Preparazione del sartù di riso in bianco

Ingredienti per 6 persone:

400 g di riso;
150 g di mozzarella fiordilatte;
150 g di salsiccia fresca;
100 g di piselli sgranati ( anche surgelati );
150 g di formaggio Parmigiano grattugiato;
150 g di funghi freschi ( se non disponibili, usate funghi essiccati o surgelati);
2 fegatini di pollo;
1 cipolla tritata;
1 spicchio di aglio;
2 uova sode
1,5 l di brodo di carne;
20 g di olio di oliva;
salsa di pomodoro q.b;
pangrattato q.b,
sale q.b.

Per le polpettine:

200 G di carne di manzo;
20 g di burro;
120 g di mollica di pane rafferma;
olio per friggere q.b;
latte q.b;
sale q.b;
pepe q.b.

Procedimento

Rosolate il riso col burro e la cipolla tritata e poi bagnatelo col brodo caldo, procedendo come si fa per il risotto.

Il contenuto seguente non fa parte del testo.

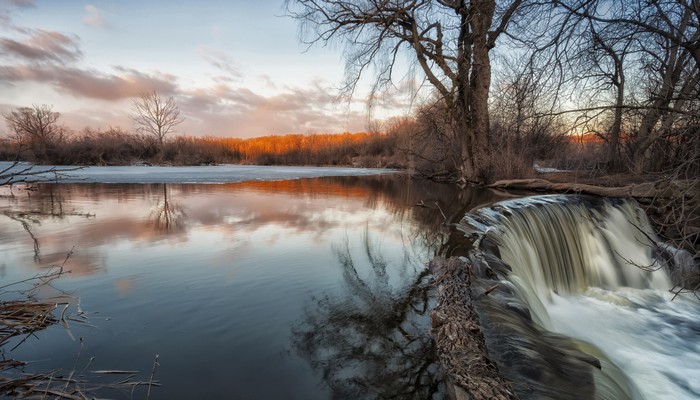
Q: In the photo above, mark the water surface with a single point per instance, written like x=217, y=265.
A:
x=297, y=289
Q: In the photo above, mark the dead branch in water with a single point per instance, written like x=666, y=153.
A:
x=27, y=314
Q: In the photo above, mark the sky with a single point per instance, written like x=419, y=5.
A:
x=235, y=68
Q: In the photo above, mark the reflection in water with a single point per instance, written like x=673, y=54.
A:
x=30, y=210
x=213, y=281
x=168, y=217
x=371, y=340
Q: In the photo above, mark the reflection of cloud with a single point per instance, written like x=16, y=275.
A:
x=81, y=261
x=125, y=285
x=95, y=17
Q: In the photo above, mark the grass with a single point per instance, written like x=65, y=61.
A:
x=21, y=317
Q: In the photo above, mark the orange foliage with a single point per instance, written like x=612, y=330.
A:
x=586, y=138
x=297, y=148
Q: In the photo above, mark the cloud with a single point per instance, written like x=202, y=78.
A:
x=221, y=61
x=224, y=110
x=124, y=83
x=95, y=17
x=43, y=45
x=19, y=3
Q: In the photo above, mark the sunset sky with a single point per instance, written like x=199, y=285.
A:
x=235, y=68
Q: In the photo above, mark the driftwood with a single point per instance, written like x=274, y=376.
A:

Nel frattempo che il riso cuoce, tritate la carne nel mixer o nel tritacarne e impastate il trito ottenuto con il burro e la mollica  di pane rafferma precedentemente ammorbidita nel latte e ben strizzata.

Dopodiché regolate l’impasto di sale e di pepe e dividetelo in palline tutte uguali della dimensione di un’oliva; friggetele in olio caldo e poi mettetele ad asciugare su carta da cucina per eliminare l’unto in eccesso.

Una volta che i riso sarà cotto molto al dente, spegnete il fuoco, aggiungete una noce di burro e il Parmigiano grattugiato e mantecate.

Mentre il riso si raffredda, tagliate a pezzettini i funghi, fateli saltare con lo spicchio d’aglio nell’olio e poi aggiungete i piselli sgranati, i fegatini fatti a pezzi e la salsiccia privata della pelle e tagliata a rondelle.

Fate cuocere solo per pochi minuti (per evitare che i fegatini induriscano) prima di unire le polpettine e fare “legare” il tutto con una mestolata di salsa di pomodoro.

Imburrate l’interno di una teglia da timballo e cospargetelo di pane grattugiato senza lasciare parti scoperte.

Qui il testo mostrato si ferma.